Having not been with the Twins' organization last season, Baldelli spoke eagerly about the chance to work with Astudillo and his unique skill set. The Twins aren't trying to change him -- they just want him to be Astudillo.
The 27-year-old's noted ability to put the ball in play has emerged as a sharp outlier in a game increasingly defined by the "three true outcomes" (walks, home runs and strikeouts). In 97 plate appearances with the Twins last season, Astudillo walked twice and struck out three times. In his nine-year Minor League career, he never walked or struck out more than 20 times in a season.
"When he decides he's going to swing at a ball, and he thinks he can do something with the pitch, he has such a unique ability to catch the ball somewhere on or near the barrel," Baldelli said. "The at-bats end. Other people foul pitches off and their at-bats just keep going ... [Astudillo] does not have that."
Baldelli thinks that if Astudillo were to swing and miss more, he might walk more, but coaching staffs aren't going to ask a player to whiff more, and his skill set just isn't suited for it. So the Twins aren't looking to change his approach at the plate to facilitate more walks.
"This is a guy that's been a successful hitter to this point," Baldelli said. "Like I said, his winter was exceptional. We want him to just continue to progress and continue to do as a whole what he's doing."
As Astudillo only met Baldelli for the first time around 20 minutes before he spoke with media, the super-utility man didn't know what the Twins' defensive expectations would be for him this year. Even though Astudillo doesn't think he'll show off his center-field highlights to Baldelli, as he did for manager Paul Molitor last season, his new manager is eager to see the versatility for himself.
"Where don't we want to see him defensively, is the question," Baldelli said. "We are going to move him around. We're going to give him opportunities to show us what he can do. I think in addition to us thinking he can do it, I think that's what he wants. We know it's going to be fun to watch it happen."

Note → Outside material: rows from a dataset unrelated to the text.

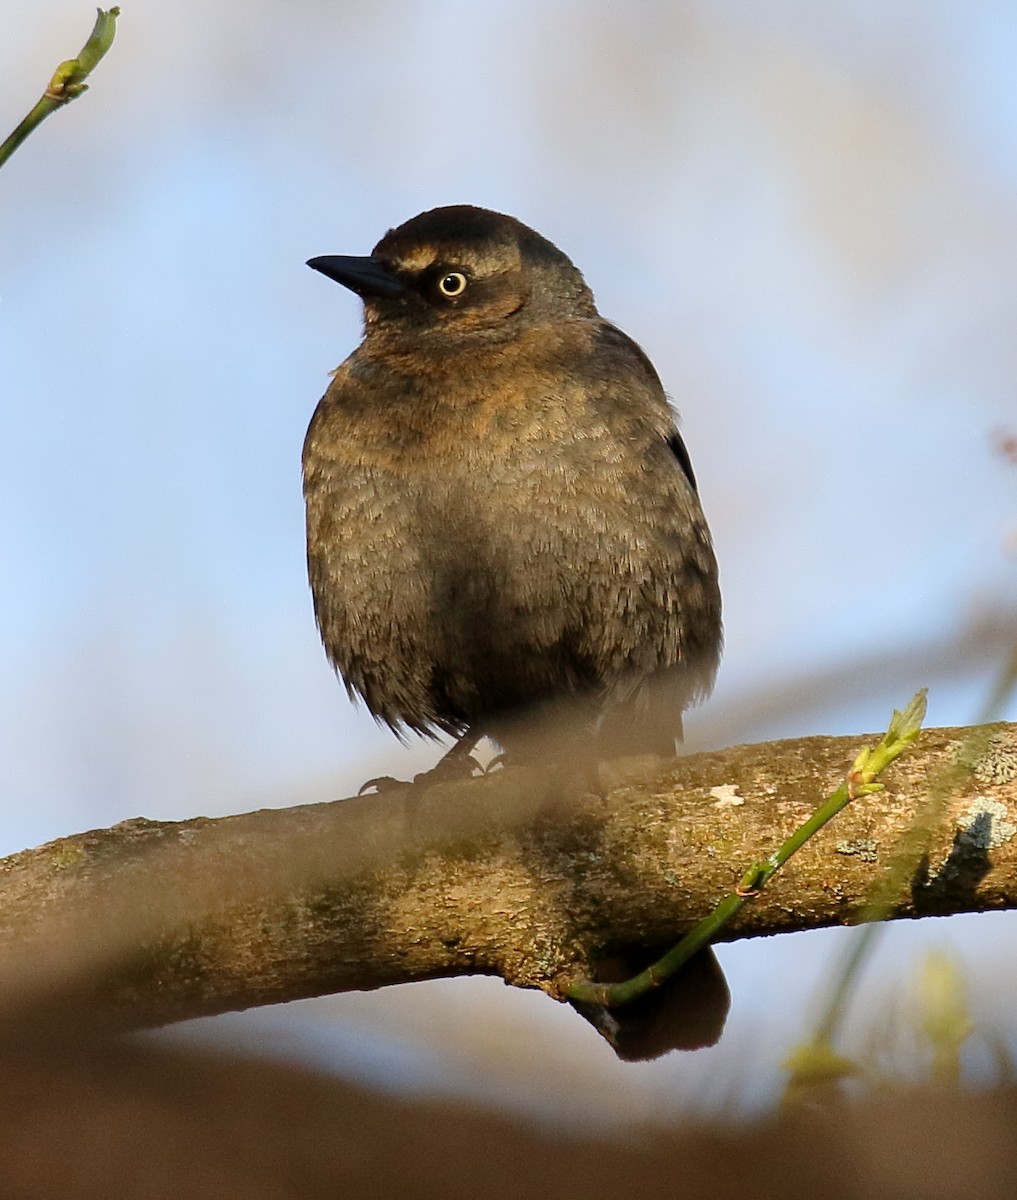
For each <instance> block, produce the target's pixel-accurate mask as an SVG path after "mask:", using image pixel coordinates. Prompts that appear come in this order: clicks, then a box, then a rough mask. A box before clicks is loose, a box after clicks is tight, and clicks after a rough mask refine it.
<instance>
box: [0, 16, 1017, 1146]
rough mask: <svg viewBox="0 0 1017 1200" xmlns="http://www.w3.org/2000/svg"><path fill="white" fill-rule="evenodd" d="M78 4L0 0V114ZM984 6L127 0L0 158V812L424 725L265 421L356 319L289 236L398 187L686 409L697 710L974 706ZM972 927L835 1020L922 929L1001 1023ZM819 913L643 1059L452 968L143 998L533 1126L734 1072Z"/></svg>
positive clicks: (743, 715)
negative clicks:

Everything happened quickly for Astudillo last season -- having to work harder in Spring Training to get in shape, getting his first opportunity to play in the Major Leagues, and the heaps of attention that accompanied not only his .355/.371/.516 batting line in 29 games last season, but also his widely publicized antics on and off the diamond.
"Those are things that you don't really expect," Astudillo said. "Last year, being called up, everything happened so fast. I was able to assimilate in the second half of the season last year, and like I said before, this is a new year, and I'm here to work hard."
Last spring, as a late arrival, Astudillo was a depth catcher on a Minor League contract. This spring, though he's behind Jason Castro and Mitch Garver on the catching depth chart, Astudillo is expected to be a part of the team's Major League plans.
"[The offseason] felt really good after everything I went through last year in the second half of the season," he said. "But now, this is a new year, I'm here with my teammates. I'm looking forward to it and to have fun and see what happens."